Any exercise of the right of reuse must also be undertaken in accordance with the prior written agreement between the parties and the “financial instruments” received under the collateral arrangement are to be transferred from the account of the collateral provider.

A safeguard has been included which provides that Article 15 shall not affect national law concerning the validity or effectiveness of any collateral arrangement. This protection means that a breach of the requirements set out above should not invalidate a transfer of collateral. This should also mean that the enforceability of security and/or the operation of close-out netting in related transactions should be unaffected.


EU member states are required to set proportionate sanctions and measures that can be applied for breaches of the SFTR. Minimum suggested sanctions include withdrawal of authorisation, public warnings, dismissal of management, restitution of profits, and administrative fines.
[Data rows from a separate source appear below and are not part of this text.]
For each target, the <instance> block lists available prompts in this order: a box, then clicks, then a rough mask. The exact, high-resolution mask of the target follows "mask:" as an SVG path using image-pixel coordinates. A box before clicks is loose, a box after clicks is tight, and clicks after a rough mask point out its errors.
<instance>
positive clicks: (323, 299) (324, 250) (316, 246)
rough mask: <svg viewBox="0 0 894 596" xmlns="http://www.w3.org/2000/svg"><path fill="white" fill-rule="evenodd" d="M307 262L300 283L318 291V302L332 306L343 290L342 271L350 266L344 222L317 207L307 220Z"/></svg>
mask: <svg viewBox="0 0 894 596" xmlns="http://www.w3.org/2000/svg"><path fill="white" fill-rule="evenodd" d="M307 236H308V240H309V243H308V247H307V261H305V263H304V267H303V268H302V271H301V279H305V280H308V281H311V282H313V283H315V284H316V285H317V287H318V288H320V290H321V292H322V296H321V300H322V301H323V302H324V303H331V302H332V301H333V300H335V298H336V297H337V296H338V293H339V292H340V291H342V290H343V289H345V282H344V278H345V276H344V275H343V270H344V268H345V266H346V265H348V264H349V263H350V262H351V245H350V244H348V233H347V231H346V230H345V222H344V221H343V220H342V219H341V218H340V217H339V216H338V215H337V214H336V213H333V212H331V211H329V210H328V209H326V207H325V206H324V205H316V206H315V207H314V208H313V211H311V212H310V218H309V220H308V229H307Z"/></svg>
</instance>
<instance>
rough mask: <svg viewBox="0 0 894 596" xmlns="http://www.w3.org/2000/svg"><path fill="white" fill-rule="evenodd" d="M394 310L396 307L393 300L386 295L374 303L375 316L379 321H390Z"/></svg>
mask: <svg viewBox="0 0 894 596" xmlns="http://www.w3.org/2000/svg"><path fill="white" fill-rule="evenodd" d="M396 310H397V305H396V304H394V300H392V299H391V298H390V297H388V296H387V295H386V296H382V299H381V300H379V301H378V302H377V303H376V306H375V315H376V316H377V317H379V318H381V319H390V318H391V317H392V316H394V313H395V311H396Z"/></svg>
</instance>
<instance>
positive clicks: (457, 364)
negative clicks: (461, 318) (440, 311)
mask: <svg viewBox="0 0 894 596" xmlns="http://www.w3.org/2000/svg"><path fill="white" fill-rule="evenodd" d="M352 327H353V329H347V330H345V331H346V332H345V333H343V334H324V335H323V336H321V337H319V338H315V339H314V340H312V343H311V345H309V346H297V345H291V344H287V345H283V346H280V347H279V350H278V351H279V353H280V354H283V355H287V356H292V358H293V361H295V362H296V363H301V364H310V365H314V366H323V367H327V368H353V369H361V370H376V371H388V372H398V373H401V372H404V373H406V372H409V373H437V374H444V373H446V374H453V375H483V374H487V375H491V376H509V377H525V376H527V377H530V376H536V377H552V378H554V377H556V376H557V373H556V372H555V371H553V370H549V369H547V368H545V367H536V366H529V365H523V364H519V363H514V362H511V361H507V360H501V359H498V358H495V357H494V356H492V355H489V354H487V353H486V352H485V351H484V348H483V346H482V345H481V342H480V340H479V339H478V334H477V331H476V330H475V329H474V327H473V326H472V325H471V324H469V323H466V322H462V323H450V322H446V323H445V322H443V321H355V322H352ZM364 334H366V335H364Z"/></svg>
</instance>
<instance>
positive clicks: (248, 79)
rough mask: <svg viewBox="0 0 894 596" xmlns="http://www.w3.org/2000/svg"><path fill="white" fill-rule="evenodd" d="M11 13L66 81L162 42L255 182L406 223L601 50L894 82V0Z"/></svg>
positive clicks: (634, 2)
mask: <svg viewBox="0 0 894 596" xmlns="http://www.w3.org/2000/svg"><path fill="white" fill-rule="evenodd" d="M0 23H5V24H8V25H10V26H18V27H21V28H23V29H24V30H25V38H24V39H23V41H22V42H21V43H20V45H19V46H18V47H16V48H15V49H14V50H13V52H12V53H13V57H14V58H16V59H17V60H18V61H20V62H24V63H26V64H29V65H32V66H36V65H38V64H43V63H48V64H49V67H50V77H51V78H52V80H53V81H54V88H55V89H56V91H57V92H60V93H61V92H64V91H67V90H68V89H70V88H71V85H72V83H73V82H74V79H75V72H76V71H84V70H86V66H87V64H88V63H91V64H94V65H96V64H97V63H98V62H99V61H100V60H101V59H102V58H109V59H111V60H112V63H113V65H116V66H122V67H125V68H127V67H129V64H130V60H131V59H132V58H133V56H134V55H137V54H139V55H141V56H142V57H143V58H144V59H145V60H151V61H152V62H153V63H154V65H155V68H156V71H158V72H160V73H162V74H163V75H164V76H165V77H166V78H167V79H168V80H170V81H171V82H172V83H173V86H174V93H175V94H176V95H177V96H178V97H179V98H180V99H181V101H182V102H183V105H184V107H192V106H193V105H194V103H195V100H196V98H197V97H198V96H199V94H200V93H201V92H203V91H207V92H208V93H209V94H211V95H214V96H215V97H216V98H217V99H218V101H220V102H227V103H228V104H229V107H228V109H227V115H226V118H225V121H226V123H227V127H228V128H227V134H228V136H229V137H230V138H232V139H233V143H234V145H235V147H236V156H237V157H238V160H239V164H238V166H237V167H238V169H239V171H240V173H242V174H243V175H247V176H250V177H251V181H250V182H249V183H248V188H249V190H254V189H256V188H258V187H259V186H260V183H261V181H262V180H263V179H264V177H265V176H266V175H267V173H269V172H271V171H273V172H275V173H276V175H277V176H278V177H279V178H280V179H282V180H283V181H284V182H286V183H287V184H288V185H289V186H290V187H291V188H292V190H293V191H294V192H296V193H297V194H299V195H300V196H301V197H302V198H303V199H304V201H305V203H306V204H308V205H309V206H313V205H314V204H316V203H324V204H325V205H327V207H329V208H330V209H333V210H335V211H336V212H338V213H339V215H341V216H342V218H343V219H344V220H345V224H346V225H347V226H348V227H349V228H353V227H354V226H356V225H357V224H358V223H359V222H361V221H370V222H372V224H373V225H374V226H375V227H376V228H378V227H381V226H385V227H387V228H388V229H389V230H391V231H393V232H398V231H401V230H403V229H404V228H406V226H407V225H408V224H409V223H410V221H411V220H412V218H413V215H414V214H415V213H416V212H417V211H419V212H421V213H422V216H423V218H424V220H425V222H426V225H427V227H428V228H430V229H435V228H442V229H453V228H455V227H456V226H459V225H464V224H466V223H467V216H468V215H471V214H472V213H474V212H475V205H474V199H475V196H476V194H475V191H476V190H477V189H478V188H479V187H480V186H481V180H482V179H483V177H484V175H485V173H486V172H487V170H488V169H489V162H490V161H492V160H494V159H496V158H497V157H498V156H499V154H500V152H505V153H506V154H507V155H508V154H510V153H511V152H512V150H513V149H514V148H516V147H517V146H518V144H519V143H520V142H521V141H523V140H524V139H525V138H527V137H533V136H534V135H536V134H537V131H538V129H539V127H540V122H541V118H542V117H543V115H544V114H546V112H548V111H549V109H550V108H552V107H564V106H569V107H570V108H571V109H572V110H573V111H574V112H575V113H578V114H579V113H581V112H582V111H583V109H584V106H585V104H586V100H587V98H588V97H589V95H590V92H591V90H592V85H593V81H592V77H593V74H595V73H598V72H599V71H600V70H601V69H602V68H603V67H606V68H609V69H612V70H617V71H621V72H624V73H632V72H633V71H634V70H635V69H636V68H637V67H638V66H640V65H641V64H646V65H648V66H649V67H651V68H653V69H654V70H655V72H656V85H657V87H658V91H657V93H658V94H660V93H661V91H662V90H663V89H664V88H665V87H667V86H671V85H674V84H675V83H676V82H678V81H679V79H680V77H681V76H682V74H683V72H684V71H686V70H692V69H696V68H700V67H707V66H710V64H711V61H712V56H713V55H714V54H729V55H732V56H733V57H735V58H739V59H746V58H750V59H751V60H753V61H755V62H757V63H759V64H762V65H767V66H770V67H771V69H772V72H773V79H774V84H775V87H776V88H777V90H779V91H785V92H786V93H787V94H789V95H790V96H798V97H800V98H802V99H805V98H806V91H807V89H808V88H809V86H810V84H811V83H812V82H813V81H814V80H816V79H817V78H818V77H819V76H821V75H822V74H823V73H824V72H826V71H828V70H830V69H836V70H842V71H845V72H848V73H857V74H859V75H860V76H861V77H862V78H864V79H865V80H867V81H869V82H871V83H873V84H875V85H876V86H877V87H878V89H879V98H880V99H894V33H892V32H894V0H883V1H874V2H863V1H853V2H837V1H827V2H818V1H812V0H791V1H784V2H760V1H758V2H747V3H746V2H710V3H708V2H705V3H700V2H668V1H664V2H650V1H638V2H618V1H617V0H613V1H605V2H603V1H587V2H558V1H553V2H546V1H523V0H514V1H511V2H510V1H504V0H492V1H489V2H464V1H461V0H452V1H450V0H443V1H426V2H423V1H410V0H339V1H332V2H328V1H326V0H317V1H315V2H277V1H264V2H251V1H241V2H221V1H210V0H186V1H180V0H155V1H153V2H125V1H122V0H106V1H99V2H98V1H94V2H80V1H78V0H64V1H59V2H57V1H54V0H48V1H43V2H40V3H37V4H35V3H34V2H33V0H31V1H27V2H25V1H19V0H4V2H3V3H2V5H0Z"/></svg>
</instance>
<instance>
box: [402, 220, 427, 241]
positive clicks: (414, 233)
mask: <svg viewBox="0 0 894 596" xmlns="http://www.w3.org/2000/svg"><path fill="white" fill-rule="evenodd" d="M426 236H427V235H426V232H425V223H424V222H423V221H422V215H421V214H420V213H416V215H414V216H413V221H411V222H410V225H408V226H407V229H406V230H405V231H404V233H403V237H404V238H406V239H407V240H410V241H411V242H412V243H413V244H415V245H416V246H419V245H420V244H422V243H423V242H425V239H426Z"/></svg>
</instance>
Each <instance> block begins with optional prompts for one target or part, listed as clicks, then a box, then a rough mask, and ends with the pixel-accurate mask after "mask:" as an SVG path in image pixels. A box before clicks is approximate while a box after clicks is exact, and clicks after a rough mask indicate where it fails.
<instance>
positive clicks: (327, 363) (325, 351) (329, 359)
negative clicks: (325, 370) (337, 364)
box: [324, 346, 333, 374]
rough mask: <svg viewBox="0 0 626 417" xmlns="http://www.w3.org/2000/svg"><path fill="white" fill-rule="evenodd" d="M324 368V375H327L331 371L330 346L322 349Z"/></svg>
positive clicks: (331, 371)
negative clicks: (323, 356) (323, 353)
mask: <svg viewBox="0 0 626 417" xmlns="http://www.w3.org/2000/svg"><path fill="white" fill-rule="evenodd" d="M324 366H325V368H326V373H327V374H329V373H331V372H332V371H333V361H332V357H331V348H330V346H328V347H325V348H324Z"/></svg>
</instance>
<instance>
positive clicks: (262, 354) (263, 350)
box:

Member states may also choose to apply criminal sanctions alongside these measures upon notification to ESMA.

The FCA’s Approach

The changes to COLL include guidance on the information to be included on SFTs and TRS

  • in the prospectus or other offering documentation for UCITS, non-UCITS retail schemes (NURS), and qualified investor schemes (QIS); and
  • in annual and half-yearly reports of UCITS, NURS, and QIS.

The FCA’s guidance is set out in COLL 4.2.5AG. In addition, the provisions of the SFTR setting out the relevant disclosure obligations have been copied out into COLL 4.2.5BEU and 4.2.5CEU.

The FCA has detailed transitional provisions which mirror those under the SFTR (as described above). In the FCA’s consultation on proposed Handbook amendments to accommodate the SFTR, the FCA has stated that sub-funds constituted after 12 January 2016 would not benefit from transitional provisions regarding pre-contractual disclosures, even if the umbrella fund of which they are part was formed prior to that date. This position is reflected in the finalised transitional provisions to COLL.

The changes to FUND are similar to those in COLL. However, it should be noted that FUND contains cross-references to COLL, which is unusual since COLL is not applicable to AIFMs of unregulated funds.


In view of recent developments, the following should be considered:

  • The written consent requirement is anticipated to be satisfied through the amendment of market-standard documents such as GMRAs, GMSLAs, and ISDAs, however, if this is not possible, alternative agreements should be implemented.
  • Whether particular facts and circumstances relating to market participants necessitate the supplementing of risk disclosures in any information statement.
  • Implementation of reporting obligations may prove onerous for market participants such as pension funds. Therefore, certain institutions may to need to delegate to third parties to report on their behalf.
  • Managers of UCITS and AIFs should prepare to disclose details of their use of SFTs and TRS in fund offering documents and periodic reports to investors.


If you have any questions or would like more information on the issues discussed in this LawFlash, please contact authors William Yonge and Ed Winters.

[1] Shadow banking is considered by the Financial Stability Board to be “a system of credit intermediation that involves entities and activities outside the regular banking system”.

[2] Directive 2002/47/EC

[3] 2002/47/EC

[4] ISO 20022 is a single standardisation approach (methodology, process, and repository) to be used by all financial standards initiatives, and is currently used for other regulatory reporting regimes. ISO 20022 has widespread acceptance in the financial industry.

[5] The Association for Financial Markets in Europe, FIA, the International Capital Market Association, the International Swaps and Derivatives Association Inc., and the International Securities Lending Association.

[6] In accordance with Article 5 of the FCD.